Error in draw_sample(s = 30, r = 1000, p = 0.05) :
(list) object cannot be coerced to type 'double'

Hence, I would have liked to ask for your help to find the issue and build such a function! Thanks!

Answer 1

The error happens during the following section:

inter[[3]][1] > p & inter[[3]][2] < p

Using browser() or running the code line by line, you will notice that

confidence_interval <- list(c(mean_estimate - 1.96*s_estimate/sqrt(si), 
  mean_estimate + 1.96*s_estimate/sqrt(si)))

returns a list itself. So if you want to take the parts themself it will have to be inter[[3]][[i]][1] and inter[[3]][[i]][2] respectively.

A few optimizations are possible to, i will likely edit this comment lately with a few suggestions. :-)

:::Edit::: A slightly more in depth answer. The r[dens] functions in R has some overhead associated with them. As such an easy way of speeding up code, is to run all the simulations once, and perform the calculations on subsets in a clever way. One way (if the simulation is within memory limit) is shown below inserting everything into a matrix, and then using rowMeans to calculate the necessary information quickly.

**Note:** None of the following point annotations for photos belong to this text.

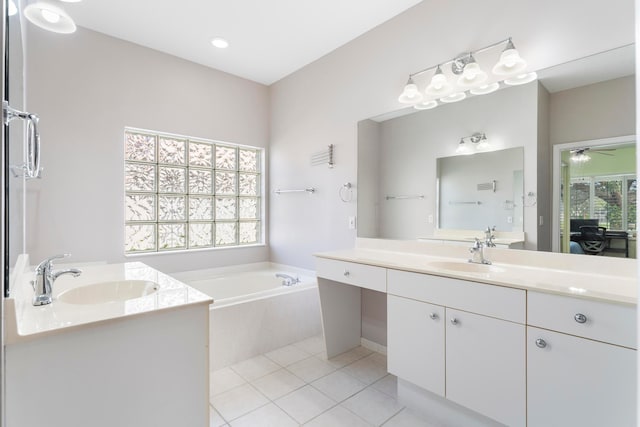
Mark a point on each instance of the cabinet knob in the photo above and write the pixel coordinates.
(580, 318)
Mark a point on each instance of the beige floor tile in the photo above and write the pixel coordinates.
(373, 406)
(278, 383)
(304, 404)
(255, 368)
(267, 416)
(310, 369)
(338, 385)
(238, 401)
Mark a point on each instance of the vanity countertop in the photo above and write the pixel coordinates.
(25, 321)
(584, 276)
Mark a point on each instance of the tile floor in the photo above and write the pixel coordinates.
(296, 385)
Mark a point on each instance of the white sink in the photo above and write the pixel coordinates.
(105, 292)
(466, 267)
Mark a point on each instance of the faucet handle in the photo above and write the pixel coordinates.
(47, 262)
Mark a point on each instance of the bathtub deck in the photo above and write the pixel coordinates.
(296, 385)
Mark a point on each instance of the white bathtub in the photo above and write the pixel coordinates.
(253, 313)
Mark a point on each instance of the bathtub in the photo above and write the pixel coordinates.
(253, 313)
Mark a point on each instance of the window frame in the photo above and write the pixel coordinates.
(186, 193)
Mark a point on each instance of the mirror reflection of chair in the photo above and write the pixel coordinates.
(592, 239)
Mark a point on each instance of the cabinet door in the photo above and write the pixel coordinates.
(415, 342)
(485, 366)
(575, 381)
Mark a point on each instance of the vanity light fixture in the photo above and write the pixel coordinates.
(468, 78)
(479, 140)
(49, 17)
(410, 94)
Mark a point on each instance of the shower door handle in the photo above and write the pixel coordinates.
(32, 167)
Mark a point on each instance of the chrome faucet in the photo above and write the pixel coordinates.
(489, 236)
(477, 253)
(288, 280)
(45, 277)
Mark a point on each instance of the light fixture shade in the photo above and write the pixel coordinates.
(463, 148)
(472, 75)
(483, 144)
(426, 105)
(521, 79)
(49, 17)
(485, 89)
(410, 94)
(11, 8)
(510, 62)
(439, 85)
(454, 97)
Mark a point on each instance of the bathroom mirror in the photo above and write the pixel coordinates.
(482, 189)
(584, 99)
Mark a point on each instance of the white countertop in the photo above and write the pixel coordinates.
(25, 321)
(590, 277)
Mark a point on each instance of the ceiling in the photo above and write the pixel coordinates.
(268, 39)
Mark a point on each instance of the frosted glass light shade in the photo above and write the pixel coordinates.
(472, 75)
(426, 105)
(410, 94)
(463, 148)
(485, 89)
(521, 79)
(49, 17)
(510, 63)
(439, 85)
(11, 8)
(454, 97)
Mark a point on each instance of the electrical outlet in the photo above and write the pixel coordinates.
(352, 223)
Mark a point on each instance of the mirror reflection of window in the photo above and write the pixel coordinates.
(600, 185)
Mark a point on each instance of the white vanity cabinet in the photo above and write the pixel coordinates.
(581, 362)
(459, 339)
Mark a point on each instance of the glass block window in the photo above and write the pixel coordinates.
(184, 193)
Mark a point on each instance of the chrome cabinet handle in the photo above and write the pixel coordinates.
(580, 318)
(541, 343)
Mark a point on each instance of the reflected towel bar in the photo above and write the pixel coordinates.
(404, 197)
(305, 190)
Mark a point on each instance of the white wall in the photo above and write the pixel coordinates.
(411, 144)
(87, 87)
(322, 103)
(600, 110)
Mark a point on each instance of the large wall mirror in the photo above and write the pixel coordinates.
(403, 194)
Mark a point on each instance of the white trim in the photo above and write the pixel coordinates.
(557, 148)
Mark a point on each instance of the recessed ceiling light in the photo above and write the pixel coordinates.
(49, 17)
(220, 43)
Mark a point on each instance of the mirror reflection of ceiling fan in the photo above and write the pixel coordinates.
(579, 155)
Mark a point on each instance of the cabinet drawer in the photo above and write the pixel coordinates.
(489, 300)
(601, 321)
(364, 276)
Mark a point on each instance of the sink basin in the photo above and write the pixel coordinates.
(466, 267)
(105, 292)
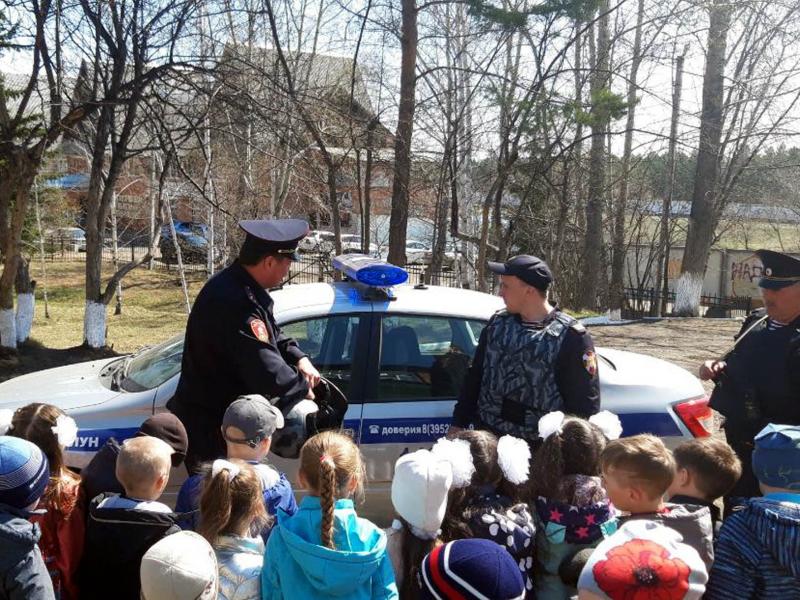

draw_sample <- function(s = 1, r = 1, p = .5){
  samples <- matrix(rbinom(n = r * s, size = 1, p = p), ncol = s, nrow = r, byrow = TRUE)
  mean_p <- rowMeans(samples)
  mean_s <- mean_p * (1 - mean_p)
  bound = 1.96 * mean_s / sqrt(s)
  mean_c <- mean(ifelse(mean_p - bound < p & mean_p + bound > p, 1, 0))
  list(mean_p = mean(mean_p), mean_s = mean(mean_s), mean_c = mean_c)
}